Agnès Jaoui, nouvelle présidente de la cinémathèque de Toulouse, déplore la mainmise des plateformes de streaming

Avec la pandémie, « les productions de cinéma et les distributeurs vivent un moment épouvantable. A cela se rajoute la mainmise des plateformes sur les auteurs.

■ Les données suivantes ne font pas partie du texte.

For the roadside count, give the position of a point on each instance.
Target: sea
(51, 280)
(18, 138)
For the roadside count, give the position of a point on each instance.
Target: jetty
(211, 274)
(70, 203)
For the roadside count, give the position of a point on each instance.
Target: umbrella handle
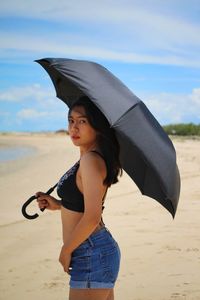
(24, 207)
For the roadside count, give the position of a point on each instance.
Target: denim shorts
(95, 263)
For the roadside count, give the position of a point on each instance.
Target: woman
(89, 254)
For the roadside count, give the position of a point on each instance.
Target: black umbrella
(147, 153)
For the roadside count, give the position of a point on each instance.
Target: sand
(160, 256)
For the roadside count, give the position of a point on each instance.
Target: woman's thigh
(91, 294)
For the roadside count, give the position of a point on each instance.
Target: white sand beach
(160, 256)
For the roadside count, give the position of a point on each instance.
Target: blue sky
(153, 46)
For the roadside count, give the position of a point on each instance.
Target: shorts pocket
(110, 261)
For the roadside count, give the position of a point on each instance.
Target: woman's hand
(65, 259)
(47, 201)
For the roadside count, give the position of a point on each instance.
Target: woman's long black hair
(106, 139)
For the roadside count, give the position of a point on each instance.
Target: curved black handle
(24, 207)
(24, 213)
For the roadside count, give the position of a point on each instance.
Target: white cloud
(28, 113)
(128, 31)
(25, 93)
(175, 108)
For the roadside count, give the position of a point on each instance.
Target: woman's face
(80, 130)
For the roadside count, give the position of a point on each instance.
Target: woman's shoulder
(93, 159)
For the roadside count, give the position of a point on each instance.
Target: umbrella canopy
(146, 152)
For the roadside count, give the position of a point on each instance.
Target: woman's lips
(74, 137)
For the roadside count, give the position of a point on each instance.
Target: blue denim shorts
(95, 263)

C’est assez grave (…) Ils ont recréé Hollywood », a dénoncé Agnès Jaoui, lors de sa première conférence de presse en tant que présidente de la cinémathèque de Toulouse le mercredi 12 janvier. 

« Ayant eu affaire à des plateformes, j’ai décidé d’arrêter car j’ai toujours été archi-libre pour écrire et faire des films, et je compte le rester », a-t-elle rajouté, estimant que les plateformes entravent la créativité et font des cinéastes des « employés« .

Valoriser les réalisatrices

Succédant au réalisateur Robert Guédiguian à la présidence de cette cinémathèque nationale, où elle a été élue le 14 décembre pour trois ans, elle « rêve » d’y favoriser les rencontres entre publics différents et de remettre à l’honneur des femmes réalisatrices oubliées.

« J’ai très envie que des rencontres aient lieu, des transversalités, qu’on puisse faire de la musique, de la photo, se rencontrer des publics, des âges différents » pour « un vrai échange, un vrai mélange parce que je déteste les ghettos », a-t-elle souligné.

Agnès Jaoui, qui en 2018 a dénoncé le manque de femmes aux César et à Cannes, aimerait aussi « remettre à l’honneur des femmes qui ont fait des films » car « s’il n’y a pas des livres, des journalistes, des historiens d’art et des projections qui les mettent en valeur, on les oublie ».

Sollicitée par Robert Guédiguian

Cette réalisatrice engagée, qui avait appelé à voter contre Marine Le Pen à la présidentielle de 2017, a en outre dénoncé l’actuel « combat de qui est le plus d’extrême-droite », le jugeant « terrifiant ».

Robert Guédiguian, qui présidait la cinémathèque depuis 2016, a précisé à l’AFP avoir sollicité Agnès Jaoui pour lui succéder parce que « non seulement elle est cinéaste, mais aussi actrice ». « Un acteur c’est brillant, intelligent, ça connaît l’histoire du cinéma, etc. Un producteur on ne sait pas qui sait, un réalisateur on le sait à peine (…) Ce qu’on voit c’est quand même les acteurs », a-t-il ajouté.

Interrogé sur ses points communs avec Agnès Jaoui, il a souligné leur idée d’un « cinéma qui se préoccupe du public » et « que le cinéma populaire peut être du grand art ».